Tim Tindak Pidana Tertentu Polda Papua, Temui PT Tunas Anugerah Papua, Didampingi Kapolres Nabire

Tim Tindak Pidana Tertentu (Tipiter) Polda Papua dikabarkan melakukan kunjungan kerja dan turun lapangan ke Nabire dalam rangka melakukan penyelidikan terkait masalah perizinan kegiatan pertambangan di daerah ini, khusus di Wilayah Adat Suku Wate, milik hak ulayat masyarakat Nifasi di Kali Musairo Distrik Makimi, Kabupaten Nabire.
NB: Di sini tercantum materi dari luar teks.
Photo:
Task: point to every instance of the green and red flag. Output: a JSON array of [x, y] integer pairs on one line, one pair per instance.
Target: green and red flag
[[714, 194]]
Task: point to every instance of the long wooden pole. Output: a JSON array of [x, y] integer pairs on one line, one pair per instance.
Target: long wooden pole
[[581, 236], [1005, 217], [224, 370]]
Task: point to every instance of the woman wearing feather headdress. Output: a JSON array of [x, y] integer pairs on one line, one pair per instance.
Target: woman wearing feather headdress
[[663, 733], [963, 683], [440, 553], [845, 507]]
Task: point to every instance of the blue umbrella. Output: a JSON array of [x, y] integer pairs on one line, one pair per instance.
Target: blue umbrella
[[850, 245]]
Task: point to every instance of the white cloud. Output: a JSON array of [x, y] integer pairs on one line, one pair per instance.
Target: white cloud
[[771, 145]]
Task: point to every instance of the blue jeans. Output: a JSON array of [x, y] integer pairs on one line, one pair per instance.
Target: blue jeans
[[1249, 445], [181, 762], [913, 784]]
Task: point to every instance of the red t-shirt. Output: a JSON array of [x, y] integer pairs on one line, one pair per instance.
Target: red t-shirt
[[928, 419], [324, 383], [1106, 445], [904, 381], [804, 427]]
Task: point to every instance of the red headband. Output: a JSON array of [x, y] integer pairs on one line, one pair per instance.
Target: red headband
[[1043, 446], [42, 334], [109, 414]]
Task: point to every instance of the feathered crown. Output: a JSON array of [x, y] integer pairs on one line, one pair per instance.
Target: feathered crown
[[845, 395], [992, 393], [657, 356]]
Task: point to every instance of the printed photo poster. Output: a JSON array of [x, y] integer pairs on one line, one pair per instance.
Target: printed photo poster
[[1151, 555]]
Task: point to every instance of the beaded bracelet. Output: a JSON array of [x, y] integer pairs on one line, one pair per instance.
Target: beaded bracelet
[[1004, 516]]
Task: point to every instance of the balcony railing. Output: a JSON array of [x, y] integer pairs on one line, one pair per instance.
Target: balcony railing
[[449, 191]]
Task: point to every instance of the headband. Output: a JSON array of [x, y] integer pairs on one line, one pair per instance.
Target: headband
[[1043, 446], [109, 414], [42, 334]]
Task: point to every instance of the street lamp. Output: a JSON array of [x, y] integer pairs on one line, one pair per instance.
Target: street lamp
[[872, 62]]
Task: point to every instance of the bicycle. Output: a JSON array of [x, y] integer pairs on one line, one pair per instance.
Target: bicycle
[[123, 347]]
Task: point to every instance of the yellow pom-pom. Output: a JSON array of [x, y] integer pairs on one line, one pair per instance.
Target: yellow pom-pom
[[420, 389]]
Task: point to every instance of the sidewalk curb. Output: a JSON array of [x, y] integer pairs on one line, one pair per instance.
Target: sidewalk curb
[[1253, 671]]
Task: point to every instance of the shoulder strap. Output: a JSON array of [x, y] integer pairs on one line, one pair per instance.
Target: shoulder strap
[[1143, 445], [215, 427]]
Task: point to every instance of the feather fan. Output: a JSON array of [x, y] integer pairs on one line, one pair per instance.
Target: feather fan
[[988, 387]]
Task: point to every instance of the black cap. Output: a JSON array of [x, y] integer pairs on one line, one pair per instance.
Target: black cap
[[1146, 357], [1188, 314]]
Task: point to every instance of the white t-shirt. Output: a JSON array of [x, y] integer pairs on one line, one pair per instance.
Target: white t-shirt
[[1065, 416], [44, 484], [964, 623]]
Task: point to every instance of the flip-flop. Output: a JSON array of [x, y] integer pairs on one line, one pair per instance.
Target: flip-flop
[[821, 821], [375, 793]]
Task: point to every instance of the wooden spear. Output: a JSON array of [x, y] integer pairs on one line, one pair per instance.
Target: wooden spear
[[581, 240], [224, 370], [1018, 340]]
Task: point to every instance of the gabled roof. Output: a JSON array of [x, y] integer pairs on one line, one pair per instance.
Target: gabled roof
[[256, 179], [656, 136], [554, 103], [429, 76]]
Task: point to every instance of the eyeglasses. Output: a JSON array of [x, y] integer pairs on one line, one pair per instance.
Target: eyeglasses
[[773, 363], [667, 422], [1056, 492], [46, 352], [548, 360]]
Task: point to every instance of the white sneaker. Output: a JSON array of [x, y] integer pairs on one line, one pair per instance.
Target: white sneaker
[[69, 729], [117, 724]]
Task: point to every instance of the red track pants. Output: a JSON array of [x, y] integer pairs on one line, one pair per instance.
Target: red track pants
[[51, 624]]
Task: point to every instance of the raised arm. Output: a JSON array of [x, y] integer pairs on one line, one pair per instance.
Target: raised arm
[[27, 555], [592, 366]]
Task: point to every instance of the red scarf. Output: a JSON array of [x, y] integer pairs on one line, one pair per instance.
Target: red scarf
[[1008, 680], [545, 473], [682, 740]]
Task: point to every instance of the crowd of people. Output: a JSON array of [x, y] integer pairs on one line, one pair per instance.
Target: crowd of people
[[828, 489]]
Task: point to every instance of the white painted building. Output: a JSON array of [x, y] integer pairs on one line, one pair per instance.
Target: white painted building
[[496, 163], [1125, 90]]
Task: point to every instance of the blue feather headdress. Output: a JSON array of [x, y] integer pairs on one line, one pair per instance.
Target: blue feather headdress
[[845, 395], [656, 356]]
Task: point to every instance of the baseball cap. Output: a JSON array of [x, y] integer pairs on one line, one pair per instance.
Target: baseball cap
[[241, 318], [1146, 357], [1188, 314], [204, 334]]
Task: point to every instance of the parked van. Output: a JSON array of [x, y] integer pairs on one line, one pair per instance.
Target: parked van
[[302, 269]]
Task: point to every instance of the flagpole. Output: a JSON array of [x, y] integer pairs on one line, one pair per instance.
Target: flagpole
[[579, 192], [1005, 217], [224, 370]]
Kedatangan tim Tipiter Polda Papua beranggotakan 5 orang dan dipimpin AKBP Sonny Tampubolon S.Ik, ini langsung menggelar pertemuan dan memanggil pihak PT Tunas Anugerah Papua (TAP) Nabire terkait perizinan yg dikantongi perusahaan tersebut.

Pemeriksaan terkait perizinan ini, sesuai data yang dihimpun media ini menyebutkan hasil laporan pihak atau investor dari luar (PT Pasific Maining Jaya atau Benliz Pasific Maining) ke Mabes Polri. Lantas turunnya tim ini dipertanyakan pihak perusahaan dan masyarakat adat Kampung Nifasi.

Pantauan awak media, dalam rapat koordinasi tim dari Polda di ruang kerja Kasat Reskrim Polres Nabire, menyangkut perizinan kegiatan pertambangan milik perusahaan Tunas Anugerah Papua tersebut berlangsung mulai pukul 15.00 s/d 17.00 wit.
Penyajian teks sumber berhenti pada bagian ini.